Have you ever really stopped to think about what customers really want in their relationship with a supplier? I am not talking about their preferences for certain features or not having to wait too long to reach a customer support person. On a more fundamental level, what is it that customers really want?
As we have conducted thousands upon thousands of interviews over the years, there are some things that we hear repeatedly. They may have spoken in more specific terms about their desires (e.g., wanted more timely service). When you start looking at the comments, frustrations, good job callouts, things they really liked and those they really didn’t, there are several themes that suggest some fundamental things customers want in their supplier relationships. These fundamental needs fall into several big buckets. In the next few blog posts, I will focus on each bucket.
Bucket Number One: Customers Want Consistency, Consistency, Consistency
Think about it, the world we live in is an uncertain place. Will all the equipment work for the big presentation for the board? If I take my car in for repairs will it be done correctly, on time, and at the amount promised? Will I get home in time to see my son or daughter’s performance or will traffic, or the boss, prevent it?
It is an uncertain world and those companies that reduce uncertainty by being consistent will be the winners now and in the future! Let me illustrate this with a personal story. I travel a good deal in my work. Travel by plane is not the positively memorable experience that it was in the past. There is little I can do to improve that aspect of travel. But there are some things I can control like the hotel I stay in and the car I rent. As a general rule, I stay at a Hilton hotel (any of their brands but usually Hampton Inns or Hilton Garden Inn). I also usually rent from Enterprise Rental (check name). Readers of this book may have had different experiences that I have had but mine have nearly all been positive. Two specific examples come to mind.

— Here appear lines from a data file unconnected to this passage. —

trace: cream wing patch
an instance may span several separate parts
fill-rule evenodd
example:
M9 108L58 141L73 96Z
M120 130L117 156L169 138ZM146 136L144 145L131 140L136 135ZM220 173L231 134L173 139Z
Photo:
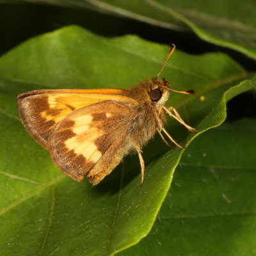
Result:
M67 140L65 145L69 150L74 150L76 154L82 155L87 160L95 163L101 157L102 154L98 150L94 141L102 135L102 132L90 127L92 119L90 115L74 118L74 125L72 131L76 136ZM90 133L86 134L86 131L90 131Z

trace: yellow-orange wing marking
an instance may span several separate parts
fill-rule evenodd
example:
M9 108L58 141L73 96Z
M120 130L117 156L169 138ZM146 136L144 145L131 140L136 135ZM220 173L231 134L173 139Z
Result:
M109 174L132 147L129 103L95 103L60 120L49 138L49 150L57 166L77 181L88 176L93 184Z
M19 114L28 132L48 148L47 140L56 124L70 113L97 102L112 99L134 101L122 89L40 90L20 94L17 103Z

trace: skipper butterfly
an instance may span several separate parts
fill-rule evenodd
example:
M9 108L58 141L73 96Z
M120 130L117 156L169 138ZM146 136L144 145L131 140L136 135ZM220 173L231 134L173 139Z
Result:
M129 90L38 90L20 94L17 104L21 120L55 164L75 180L87 177L96 185L135 150L142 184L141 148L156 132L169 147L163 134L184 148L165 130L166 114L195 132L174 108L164 106L170 91L194 93L171 89L164 78L158 79L175 48L173 45L156 77Z

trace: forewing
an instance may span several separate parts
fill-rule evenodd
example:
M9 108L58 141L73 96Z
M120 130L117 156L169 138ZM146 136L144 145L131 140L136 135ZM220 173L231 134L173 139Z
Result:
M129 149L126 140L134 122L130 106L131 102L99 102L60 121L49 138L49 150L57 166L77 181L88 175L97 163L100 163L100 170L89 176L106 170L110 172L109 168L119 163L124 150Z
M134 100L124 96L122 89L40 90L18 96L19 112L28 132L48 148L51 131L62 118L73 111L110 99L122 102Z

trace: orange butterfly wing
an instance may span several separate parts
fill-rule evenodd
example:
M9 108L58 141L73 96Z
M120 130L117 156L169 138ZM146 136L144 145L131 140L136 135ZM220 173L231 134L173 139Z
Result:
M61 119L48 139L56 166L77 181L95 185L119 164L134 145L134 120L127 103L107 100L77 109Z
M122 89L39 90L19 95L17 104L28 132L48 149L47 140L52 129L70 113L108 100L136 104L125 96L125 92Z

My wife and I were staying in New York City at a Hilton Garden Inn. I noticed that even in New York, we were treated much the same way as we would have been treated at most any other Hilton Garden Inn at other places in the US. The staff was friendly and accommodating in a manner that seemed genuine. The room, though small (remember, this is New York) was clean and orderly and everything was in good working order. The food served was quite good. When we returned to the hotel each evening from the hurley-burley of New York, it was like returning to a quiet and peaceful retreat.

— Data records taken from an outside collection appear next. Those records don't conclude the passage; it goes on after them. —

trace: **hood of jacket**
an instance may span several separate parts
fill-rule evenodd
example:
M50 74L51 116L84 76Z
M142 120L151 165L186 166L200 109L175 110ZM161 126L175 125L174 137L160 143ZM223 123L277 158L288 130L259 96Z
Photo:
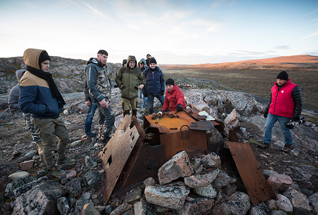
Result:
M28 49L23 53L23 60L28 66L41 70L39 59L43 52L46 52L46 51L41 49Z
M128 65L129 64L129 61L135 61L135 67L133 68L130 68ZM137 68L137 60L136 59L136 57L134 56L129 55L127 58L127 64L125 66L128 70L134 70Z
M26 70L18 70L15 71L15 75L18 81L20 81L20 79L22 77L22 75L23 75L23 73L26 71Z

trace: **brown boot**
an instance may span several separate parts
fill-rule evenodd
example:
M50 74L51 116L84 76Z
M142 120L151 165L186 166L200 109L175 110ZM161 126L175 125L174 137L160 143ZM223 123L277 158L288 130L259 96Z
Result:
M284 152L285 153L287 153L288 152L293 149L294 146L293 146L292 145L288 145L288 144L285 143L285 146L284 147L284 148L282 148L281 150L282 152Z

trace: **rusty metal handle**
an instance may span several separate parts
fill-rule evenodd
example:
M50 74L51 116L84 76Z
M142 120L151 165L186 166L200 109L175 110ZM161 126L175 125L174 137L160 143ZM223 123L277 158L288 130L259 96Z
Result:
M189 138L189 130L190 130L190 127L188 125L183 125L180 128L180 134L181 134L181 139L183 140L183 134L182 133L182 127L186 126L188 127L188 130L187 130L187 133L186 133L186 139L187 140Z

I typically use Enterprise for my rental car needs. One trip to Miami really made us loyal customers. Our flight was quite late but the car was still there. The young man who greeted took great pains to explain the main controls of the car (how many times have you rented a car and could not easily determine how to open the gas tank?). Importantly, he took the time to first introduce himself to my wife, a courtesy that is often overlooked. During our trip, the hood sustained some minor damage (or we thought we did it). We pointed it out to the agent when we returned. He said that to make certain it did not happen while we had it he would check pictures of the car. After a few minutes he came back and said the damage was there when we rented but it was not clearly noted. They had not had the chance to get the car repaired. Even though the first agent missed noting the damage, as did we, when we returned the car the agent did not automatically assume we caused the damage.
This consistent service has paid off for both companies. Hilton is likely to conduct an IPO (Initial Public Offering) this month. The value of the deal will likely be around $32 billion, up from the $26.7 billion when the company was taken private in 2007. Enterprise, which is privately owned and does not disclosed detailed financial information reported in its 2012 that it was the only investment grade rental car company in the market. This strongly suggests a pretty solid financial track record.
These are only two examples. It seems that I tend to have positively memorable, worry-free experiences whenever I deal with these two companies. This illustrates one of the things customers want in service—consistency. Removing the uncertainty of what the experience is likely to be does several things for customers. First, it makes it easy to make a choice. If I arrive late at night I want to not have to worry about my rental car not being there or the hotel room not ready or not clean and quiet. Applying this to the markets in which we work, if a customer purchases construction equipment, a power generator, a lift truck or machining equipment they want to know that there is someone they can count on to repair it in a timely and accurate fashion. Keeping the investment running is key to achieving the financial returns from the original investment.
Our own research supports the importance of consistent service. We use the Net Promoter Score (NPS)[i] as one of the key measures of the service experience. For those not familiar with NPS, it is question that asks the customer about their willingness to refer a supplier on a 1 to 10 scale. A customer giving a 9 or 10 on this question is a Promoter; a respondent giving a 7 or 8 is a Passive; and one giving a 6 or less is a Detractor. NPS is determined by subtracting the % of Passive customers from the % of Promoter customers.
We began looking at the responses of an individual customer to this question from one interview to the next (we typically interview a customer twice yearly). What we found is that those customers with a higher NPS also had a higher percentage of customers remaining promoters from one survey to the next. The top performing client retained 87% of their customers as Promoters from one survey to the next versus an average for all clients of 75%. Consider the underlying reasons for the higher scores; customers were receiving the kind of service they expected. It was service they could count on. It was consistently good service they kept coming back for!
[i] Net Promoter, Net Promoter Score, and NPS are trademarks of Satmetrix Systems, Inc., Bain & Company, Inc., and Fred Reichheld.